Вот уже четыре дня Монти сидел дома затворником. К нему никто не приходил, лишь изредка забегала на минутку Харриет, но и она почти не разговаривала, выглядела расстроенной. Телефон по-прежнему молчал. Вроде бы должен был появиться Эдгар, сообщить о результатах добровольно взятой им на себя миссии, но не появлялся. Монти это, как ни странно, задевало. Тщетно он выглядывал в окна, проверял, не припаркован ли где-нибудь на обочине солидный эдгаров «бентли». Хемингуэевский Старик явно обиделся на его идиотское прощальное замечание. Монти даже подумывал, не извиниться ли ему, но решил, что не стоит. Да и где искать Эдгара, чтобы извиняться? Чем он сейчас занимается? Коротает время в своем лондонском клубе? Или в Мокингеме — руководит разрушением уродливых теплиц, возведенных его садолюбивой матушкой? Монти даже разыскал в справочнике телефон Бэнкхерста, но пока не звонил. И все же — это была хоть какая-то зацепка. Ведь можно, думал Монти, можно заставить себя взяться за эту работу. А оказавшись перед необходимостью вести себя как нормальный человек, он, совершенно не исключено, и поведет себя как нормальный человек. О том, чтобы писать, сейчас не могло быть и речи. Выжить бы как-нибудь — вот о чем надо было думать. Впору кричать, звать на помощь; одна беда — звать некого.
Конечно, оставались в жизни какие-то вечные истины, которые могли помочь и спасти: честность, самодисциплина, суровая простота, — но даже эти истины казались ему, в его отшельничестве, ненастоящими, будто высосанными из пальца. Как и прежде, он упорно пытался медитировать, но раз от раза попытки становились все более формальными и пустыми; это пугало. Тайные пространства, дарившие ему прежде покой, тишину и пустоту, странно съеживались и принимали самые немыслимые формы. Он пытался прибегать к стандартным приемам — считал вдохи и выдохи, например, — но простые цифры вдруг вырастали внутри него до неимоверных размеров, обретая невразумительный и загадочный смысл. Хотелось лечь на пол и зарыдать, но источник слез, видимо, иссяк навеки. Не удивительно, что Монти так ждал приезда Эдгара. Он был бы рад сейчас кому угодно, любому человеческому обществу. Но такого человека, которого он по-настоящему желал бы видеть, ради встречи с которым сам готов был шевельнуть хоть пальцем, — такого не было.

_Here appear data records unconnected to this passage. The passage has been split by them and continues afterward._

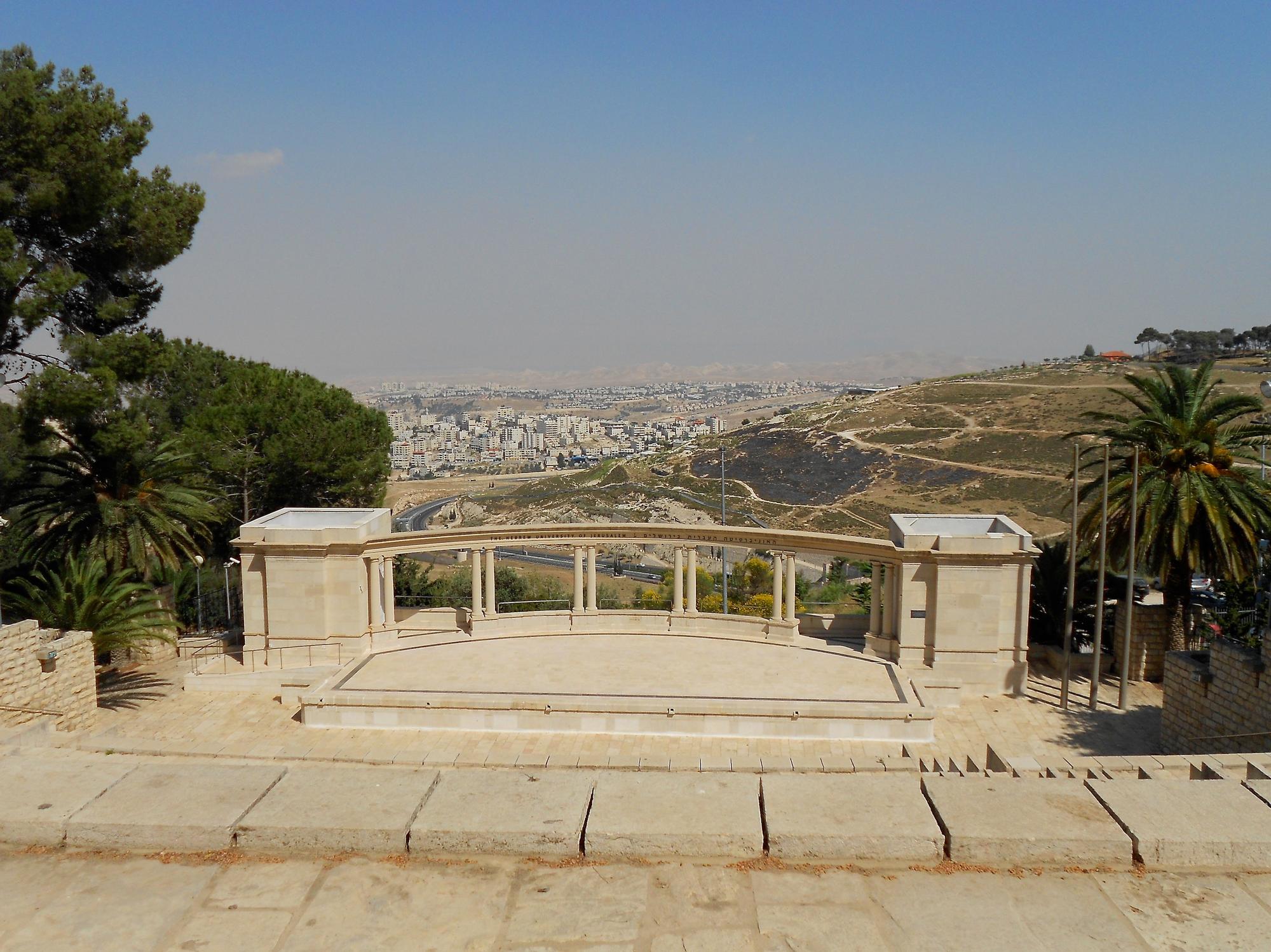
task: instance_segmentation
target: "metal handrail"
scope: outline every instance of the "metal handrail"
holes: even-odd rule
[[[535,598],[535,599],[524,599],[521,602],[500,602],[498,603],[498,609],[503,611],[505,605],[559,605],[559,604],[564,604],[564,605],[568,607],[569,603],[571,603],[571,600],[572,599],[568,599],[568,598]]]
[[[255,656],[259,655],[259,654],[263,654],[264,655],[264,668],[267,670],[282,670],[283,668],[286,668],[286,665],[283,664],[283,652],[285,651],[296,651],[299,649],[308,649],[308,663],[304,664],[304,665],[300,665],[300,666],[302,666],[302,668],[313,668],[313,665],[314,665],[314,649],[315,647],[327,649],[328,651],[332,647],[334,647],[336,649],[336,666],[338,668],[338,666],[341,666],[341,665],[344,664],[344,645],[343,645],[343,642],[339,642],[339,641],[310,641],[310,642],[304,644],[304,645],[278,645],[277,647],[244,649],[244,650],[239,651],[239,654],[243,656],[240,664],[244,668],[244,674],[255,674]],[[276,651],[278,654],[278,664],[277,664],[277,666],[269,664],[269,652],[271,651]],[[193,658],[193,655],[191,655],[191,658]],[[247,668],[248,668],[248,664],[247,664],[248,658],[252,659],[250,670],[247,670]],[[229,651],[225,651],[225,652],[221,654],[221,674],[229,674],[229,664],[230,664],[229,663]],[[292,665],[292,666],[295,666],[295,665]],[[191,671],[191,673],[192,674],[207,674],[206,670],[202,670],[202,669],[198,669],[198,668],[194,668],[193,671]]]
[[[1210,734],[1205,737],[1187,737],[1187,740],[1240,740],[1243,737],[1271,737],[1271,731],[1253,731],[1252,734]]]

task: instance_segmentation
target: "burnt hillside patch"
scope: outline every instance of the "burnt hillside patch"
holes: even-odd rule
[[[833,503],[859,493],[887,457],[830,437],[813,443],[802,433],[765,429],[746,435],[728,449],[728,476],[749,484],[760,496],[796,505]],[[718,479],[719,457],[694,457],[693,475]]]

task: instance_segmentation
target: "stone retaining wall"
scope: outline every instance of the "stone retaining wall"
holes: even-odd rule
[[[1177,753],[1271,750],[1271,636],[1262,651],[1216,638],[1166,655],[1160,744]],[[1252,736],[1232,736],[1252,735]]]
[[[56,649],[53,670],[42,670],[36,652]],[[58,730],[93,726],[97,717],[97,673],[93,636],[86,631],[47,631],[24,621],[0,627],[0,704],[57,711]],[[14,726],[47,716],[0,710],[0,724]]]

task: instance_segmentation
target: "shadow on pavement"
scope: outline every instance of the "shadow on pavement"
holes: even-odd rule
[[[135,710],[144,701],[167,697],[173,682],[151,671],[104,671],[97,679],[97,706]]]

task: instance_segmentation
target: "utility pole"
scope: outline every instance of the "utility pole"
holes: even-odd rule
[[[225,627],[230,628],[234,626],[234,609],[230,605],[230,566],[238,565],[238,559],[230,559],[225,564]]]
[[[1059,687],[1059,707],[1068,710],[1068,684],[1073,671],[1073,607],[1077,602],[1077,477],[1080,472],[1082,444],[1073,443],[1073,527],[1068,536],[1068,600],[1064,605],[1064,670]]]
[[[727,493],[723,481],[723,446],[719,447],[719,524],[728,524]],[[723,613],[728,614],[728,548],[719,546],[719,562],[723,566]]]
[[[1130,638],[1134,636],[1134,537],[1139,528],[1139,448],[1134,448],[1130,477],[1130,550],[1125,557],[1125,631],[1121,633],[1121,691],[1116,706],[1130,703]]]
[[[1108,444],[1103,444],[1103,514],[1099,518],[1099,588],[1094,595],[1094,645],[1091,655],[1091,710],[1099,703],[1099,659],[1103,656],[1103,583],[1108,567]]]

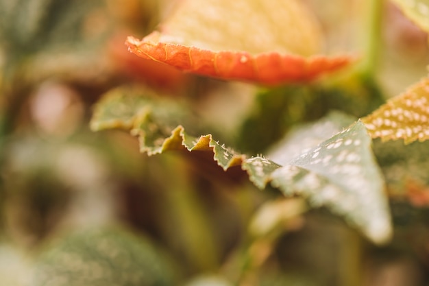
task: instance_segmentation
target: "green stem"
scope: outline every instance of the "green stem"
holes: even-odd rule
[[[365,59],[361,72],[367,77],[373,76],[378,67],[381,47],[382,12],[383,0],[366,0],[363,33]]]

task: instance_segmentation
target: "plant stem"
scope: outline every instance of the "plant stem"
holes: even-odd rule
[[[382,12],[383,0],[366,0],[364,12],[363,40],[365,43],[361,72],[367,77],[373,77],[377,69],[381,46]]]

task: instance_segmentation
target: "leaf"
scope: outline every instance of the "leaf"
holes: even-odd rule
[[[184,0],[160,29],[160,42],[213,51],[306,56],[323,45],[319,23],[300,0],[206,0],[204,9],[198,0]]]
[[[405,15],[429,32],[428,0],[392,0],[404,12]]]
[[[389,208],[370,145],[358,121],[277,169],[271,184],[286,195],[308,198],[313,206],[328,206],[373,241],[386,241],[391,235]]]
[[[404,139],[405,143],[429,138],[429,78],[393,97],[362,119],[373,138]]]
[[[320,28],[296,0],[212,0],[204,9],[196,0],[181,4],[160,32],[142,40],[128,37],[129,50],[184,71],[262,84],[311,80],[354,60],[314,56]]]
[[[119,227],[79,230],[58,238],[37,261],[32,285],[171,285],[165,254],[143,236]]]
[[[117,100],[112,95],[108,97]],[[95,115],[108,114],[99,109],[114,108],[108,101],[101,102],[96,106]],[[142,152],[149,155],[169,150],[212,152],[213,160],[223,170],[241,166],[260,189],[271,184],[288,196],[304,196],[313,207],[325,206],[345,217],[373,241],[389,239],[390,222],[384,185],[371,152],[370,138],[360,121],[282,166],[261,156],[249,158],[236,153],[210,134],[190,136],[183,126],[174,127],[158,115],[166,112],[165,106],[163,109],[155,106],[156,104],[142,106],[141,110],[145,111],[137,114],[144,116],[133,119],[132,133],[138,136]],[[129,115],[129,109],[119,110],[114,113],[116,117],[100,118],[111,122],[130,118],[120,112]],[[108,127],[98,121],[95,116],[93,126]]]
[[[353,61],[348,56],[304,58],[278,52],[256,56],[246,51],[214,52],[195,47],[154,42],[151,38],[157,35],[154,33],[142,40],[128,37],[128,49],[143,58],[164,62],[184,71],[223,80],[269,85],[304,82],[337,71]]]
[[[286,136],[269,150],[268,156],[279,164],[287,164],[297,156],[308,152],[327,137],[335,135],[355,121],[354,117],[331,111],[317,122],[293,127]]]

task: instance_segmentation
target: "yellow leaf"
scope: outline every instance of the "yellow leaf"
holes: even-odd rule
[[[391,99],[362,119],[373,138],[404,139],[405,143],[429,139],[429,78]]]
[[[319,23],[301,0],[184,0],[161,25],[160,42],[213,51],[320,51]]]

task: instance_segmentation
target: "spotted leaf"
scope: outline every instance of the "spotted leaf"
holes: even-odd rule
[[[404,139],[406,143],[429,138],[429,78],[411,86],[362,119],[373,138]]]
[[[184,71],[263,84],[310,80],[354,60],[316,56],[320,27],[299,1],[210,0],[204,9],[197,0],[180,4],[160,31],[141,40],[128,37],[129,50]]]
[[[275,169],[271,184],[285,195],[308,198],[326,206],[376,242],[391,229],[381,171],[371,151],[371,138],[358,121]]]
[[[204,160],[209,160],[216,162],[224,171],[241,168],[238,170],[241,174],[245,175],[243,170],[245,171],[249,180],[261,189],[271,184],[287,196],[300,195],[312,207],[326,206],[344,217],[373,241],[383,242],[389,239],[389,213],[383,193],[384,184],[372,156],[371,139],[362,122],[306,151],[297,152],[295,158],[280,165],[262,156],[248,157],[237,153],[219,143],[210,134],[199,136],[188,134],[187,129],[185,131],[182,125],[168,121],[163,115],[168,104],[158,104],[154,99],[146,104],[144,99],[129,100],[128,104],[133,106],[125,108],[127,104],[124,104],[115,112],[110,112],[110,108],[114,110],[114,106],[109,102],[117,102],[115,97],[123,97],[123,93],[117,91],[108,95],[109,100],[101,100],[96,106],[93,126],[130,130],[138,137],[141,152],[149,155],[170,150],[207,154],[198,157],[198,164],[203,166],[206,164]],[[136,106],[136,102],[142,104]],[[130,110],[137,115],[130,116]],[[110,117],[97,115],[110,115]],[[341,116],[339,118],[342,123],[350,120]],[[123,120],[127,124],[117,124],[117,121]],[[109,126],[103,122],[115,124]]]
[[[411,21],[429,32],[428,0],[392,0]]]

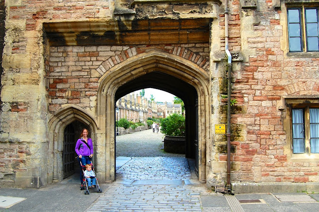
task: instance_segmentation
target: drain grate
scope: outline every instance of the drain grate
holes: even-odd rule
[[[240,200],[238,202],[239,203],[261,203],[259,200]]]

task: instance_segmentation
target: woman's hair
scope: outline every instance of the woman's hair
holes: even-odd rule
[[[89,135],[89,133],[90,133],[90,131],[89,131],[88,129],[87,129],[86,128],[83,128],[82,130],[81,130],[81,135],[80,135],[80,138],[83,137],[83,131],[84,131],[84,130],[86,129],[86,131],[88,131],[88,136]]]

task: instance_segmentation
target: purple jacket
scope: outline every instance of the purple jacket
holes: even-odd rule
[[[84,143],[83,138],[79,138],[75,145],[75,152],[78,156],[88,156],[93,154],[93,143],[91,138],[88,138],[88,144],[89,147]]]

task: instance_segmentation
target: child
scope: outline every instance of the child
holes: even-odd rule
[[[85,165],[85,171],[84,171],[84,177],[88,181],[88,188],[92,188],[92,186],[94,186],[95,188],[96,184],[96,179],[95,179],[95,175],[94,172],[92,170],[92,166],[91,164]]]

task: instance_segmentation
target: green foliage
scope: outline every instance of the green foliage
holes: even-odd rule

Он завернулся в белое меховое покрывало, стянутое с большого кресла, и уже собрался выпить снотворное и идти спать, когда в прихожей раздался звонок. Тут же кто-то забарабанил молоточком по входной двери. Судя по всему, человек за дверью был в отчаянии или чем-то сильно напуган. Монти поспешил в прихожую и, включая на ходу свет, распахнул дверь. Харриет (это была она), не останавливаясь, прошла мимо него в освещенный кабинет. На голове у нее была кашемировая шаль, повязанная как платок. Монти достаточно было мельком взглянуть на ее лицо, чтобы понять, что случилось. Возможно даже, что все эти четыре страшных дня он ждал, когда это случится.